Además de exponer la gran inmigración que hay en España, ¿qué potencialidades le encuentras a la mezcla y exposición de diversas oralidades lingüísticas?, ¿por qué es tan constante esta hibridación en tu novela?

Esto surge de una crisis personal. Después de vivir trece años fuera de México, diez de ellos en España y tres en Brasil, me di cuenta de que mi manera de hablar y escribir se había transformado sin remedio. Mi español se había “contaminado” por el habla del español de Cataluña, por el contacto cotidiano con amigos argentinos, peruanos o colombianos, y también por el portugués (mi compañera es brasileña y en casa se habla portugués). Llevaba un tiempo haciendo un esfuerzo por “purificar” mi español para recuperar su mexicanidad. Lo hice en mi anterior novela, Te vendo un perro, que escribí viviendo en Brasil. Lo hacía también (lo sigo haciendo), cada vez que voy a México y tengo que concentrarme muchísimo para que no se me escape un “gilipollas” o un “vosotros”. Pero al final me di cuenta de que no podía seguir luchando contra ello, o mejor: que no quería. Esto es lo que soy: así hablo, así escribo. Esta novela, en su mezcla de registros lingüísticos, es un primer paso para reconocerlo. Y debo decir que disfruté muchísimo escribiéndola.

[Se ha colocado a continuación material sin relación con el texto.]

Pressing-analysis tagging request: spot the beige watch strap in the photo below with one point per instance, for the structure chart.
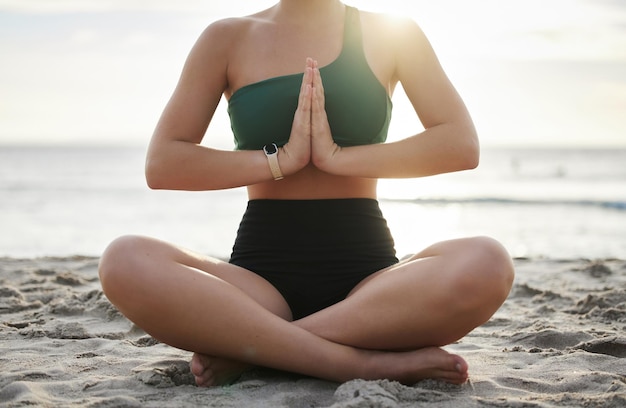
(272, 159)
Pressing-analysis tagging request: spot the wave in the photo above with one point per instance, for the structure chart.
(605, 204)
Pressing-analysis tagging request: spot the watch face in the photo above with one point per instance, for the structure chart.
(270, 148)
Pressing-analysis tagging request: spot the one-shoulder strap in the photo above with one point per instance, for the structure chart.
(352, 30)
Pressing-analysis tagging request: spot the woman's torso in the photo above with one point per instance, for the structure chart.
(269, 48)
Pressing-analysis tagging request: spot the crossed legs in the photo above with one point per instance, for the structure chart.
(390, 326)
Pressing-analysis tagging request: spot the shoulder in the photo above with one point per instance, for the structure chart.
(396, 30)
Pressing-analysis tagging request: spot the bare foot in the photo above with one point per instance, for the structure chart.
(412, 366)
(210, 371)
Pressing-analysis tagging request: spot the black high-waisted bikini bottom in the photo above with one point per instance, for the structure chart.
(313, 251)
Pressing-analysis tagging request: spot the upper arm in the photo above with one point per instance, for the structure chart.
(424, 81)
(199, 89)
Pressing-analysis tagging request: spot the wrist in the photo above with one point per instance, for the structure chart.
(271, 152)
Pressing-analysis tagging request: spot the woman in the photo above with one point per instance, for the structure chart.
(313, 285)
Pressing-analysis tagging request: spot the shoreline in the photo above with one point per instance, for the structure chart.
(558, 341)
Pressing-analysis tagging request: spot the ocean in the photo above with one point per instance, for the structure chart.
(550, 203)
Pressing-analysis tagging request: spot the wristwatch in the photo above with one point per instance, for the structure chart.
(271, 151)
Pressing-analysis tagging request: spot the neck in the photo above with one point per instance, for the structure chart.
(301, 11)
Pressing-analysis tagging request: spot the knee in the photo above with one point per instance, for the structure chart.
(491, 271)
(117, 264)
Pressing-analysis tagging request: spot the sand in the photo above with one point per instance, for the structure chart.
(558, 341)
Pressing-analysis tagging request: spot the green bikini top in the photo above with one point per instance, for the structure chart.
(357, 105)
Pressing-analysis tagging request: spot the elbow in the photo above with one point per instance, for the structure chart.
(154, 176)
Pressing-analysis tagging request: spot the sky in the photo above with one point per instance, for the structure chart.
(533, 73)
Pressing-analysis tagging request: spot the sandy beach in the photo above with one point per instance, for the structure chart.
(558, 341)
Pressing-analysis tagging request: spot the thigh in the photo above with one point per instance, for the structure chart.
(147, 258)
(430, 299)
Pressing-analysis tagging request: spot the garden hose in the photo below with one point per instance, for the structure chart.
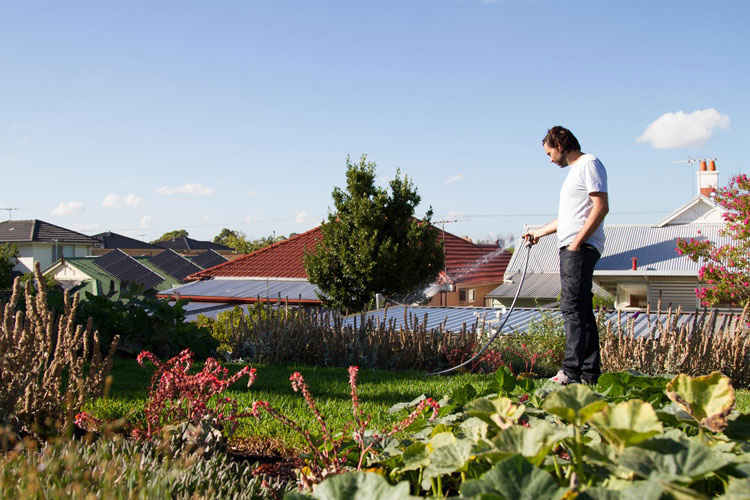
(512, 307)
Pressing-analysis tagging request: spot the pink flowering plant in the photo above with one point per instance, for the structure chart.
(725, 269)
(177, 396)
(329, 453)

El infortunio nos da risa usualmente mientras no alcance un desenlace fatal, ¿por qué suspender la risa con el súbito final de tu novela?

La idea original de la novela era ésa: una novela que no se puede seguir contando porque se queda sin narradores, porque sus narradores desaparecen. Eso tiene una lectura política, que, como ya dije antes, es posterior a la escritura. La verdad es que me seducía mucho la idea como estrategia narrativa, llevar el uso de la elipsis al límite, jugar con las expectativas del lector, con su frustración. Últimamente me ha dado por pensar que cuando termino un libro “redondo”, con un final bien escrito donde se anudan todos los hilos sueltos y donde se encuentran todas las respuestas, me queda una satisfacción de “buena lectura” que, al cerrar el libro, me permite volver a la vida, a la realidad, “como si nada hubiera pasado”. En cambio, cuando el libro no se soluciona del todo, cuando queda abierto o inconcluso, tengo el sentimiento de que se mete en la realidad, que se extiende hacia la vida, que no te deja en paz y te acompaña, aunque sea un poco más después de terminar su lectura.

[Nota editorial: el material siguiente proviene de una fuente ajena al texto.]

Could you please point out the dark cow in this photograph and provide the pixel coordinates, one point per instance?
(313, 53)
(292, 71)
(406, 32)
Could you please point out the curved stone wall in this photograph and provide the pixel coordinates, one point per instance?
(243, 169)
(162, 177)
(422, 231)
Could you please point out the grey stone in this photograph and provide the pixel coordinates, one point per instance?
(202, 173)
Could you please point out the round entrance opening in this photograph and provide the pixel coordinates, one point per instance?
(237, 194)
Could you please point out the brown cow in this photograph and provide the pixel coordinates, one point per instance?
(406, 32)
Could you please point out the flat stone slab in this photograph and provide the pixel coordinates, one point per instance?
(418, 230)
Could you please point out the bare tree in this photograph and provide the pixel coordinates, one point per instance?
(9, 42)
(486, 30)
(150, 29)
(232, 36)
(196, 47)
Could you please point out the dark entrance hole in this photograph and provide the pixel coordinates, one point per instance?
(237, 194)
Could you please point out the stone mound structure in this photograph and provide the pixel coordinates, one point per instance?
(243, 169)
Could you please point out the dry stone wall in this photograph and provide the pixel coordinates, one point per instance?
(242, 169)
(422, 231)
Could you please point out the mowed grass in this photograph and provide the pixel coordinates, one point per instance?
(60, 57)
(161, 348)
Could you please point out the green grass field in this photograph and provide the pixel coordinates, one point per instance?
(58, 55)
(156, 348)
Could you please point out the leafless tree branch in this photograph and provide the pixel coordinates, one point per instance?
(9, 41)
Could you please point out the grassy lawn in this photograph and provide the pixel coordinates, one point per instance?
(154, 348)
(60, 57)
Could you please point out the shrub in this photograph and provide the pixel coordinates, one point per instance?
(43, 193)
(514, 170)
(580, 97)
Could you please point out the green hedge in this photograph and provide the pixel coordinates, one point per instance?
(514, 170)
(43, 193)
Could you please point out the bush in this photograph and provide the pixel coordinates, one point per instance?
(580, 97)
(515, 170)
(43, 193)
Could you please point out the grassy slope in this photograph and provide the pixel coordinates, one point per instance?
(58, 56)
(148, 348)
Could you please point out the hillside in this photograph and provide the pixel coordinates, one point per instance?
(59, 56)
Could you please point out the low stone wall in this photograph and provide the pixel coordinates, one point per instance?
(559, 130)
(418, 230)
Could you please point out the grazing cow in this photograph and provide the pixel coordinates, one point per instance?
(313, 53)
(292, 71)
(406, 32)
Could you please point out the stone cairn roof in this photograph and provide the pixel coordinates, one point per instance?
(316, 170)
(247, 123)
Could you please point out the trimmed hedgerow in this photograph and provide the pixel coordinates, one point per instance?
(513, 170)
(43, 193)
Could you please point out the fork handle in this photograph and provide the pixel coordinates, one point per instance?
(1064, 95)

¿Crees que todo drama con el tiempo se vuelve comedia?

No me parece una regla certera. Habría que determinar cuánto tiempo tiene que pasar, porque al menos yo tengo algunos dramas de mi pasado que siguen siendo dramas. Y también algunas comedias que ya perdieron todo su chiste.

¿La verdad tiene estructura de ficción o la ficción tiene estructura de verdad? ¿Por qué crees que es pertinente generar literatura humorística hoy en día?

Esa frase de Lacan la perfeccionó Daniel Sada: porque parece mentira la verdad nunca se sabe. En eso sí que creo. ¿Por qué nos reímos? Porque sí. Porque nos hace humanos. Hay que hacer literatura humorística porque sí.

 

1 Baudelaire: Sobre la esencia de la risa.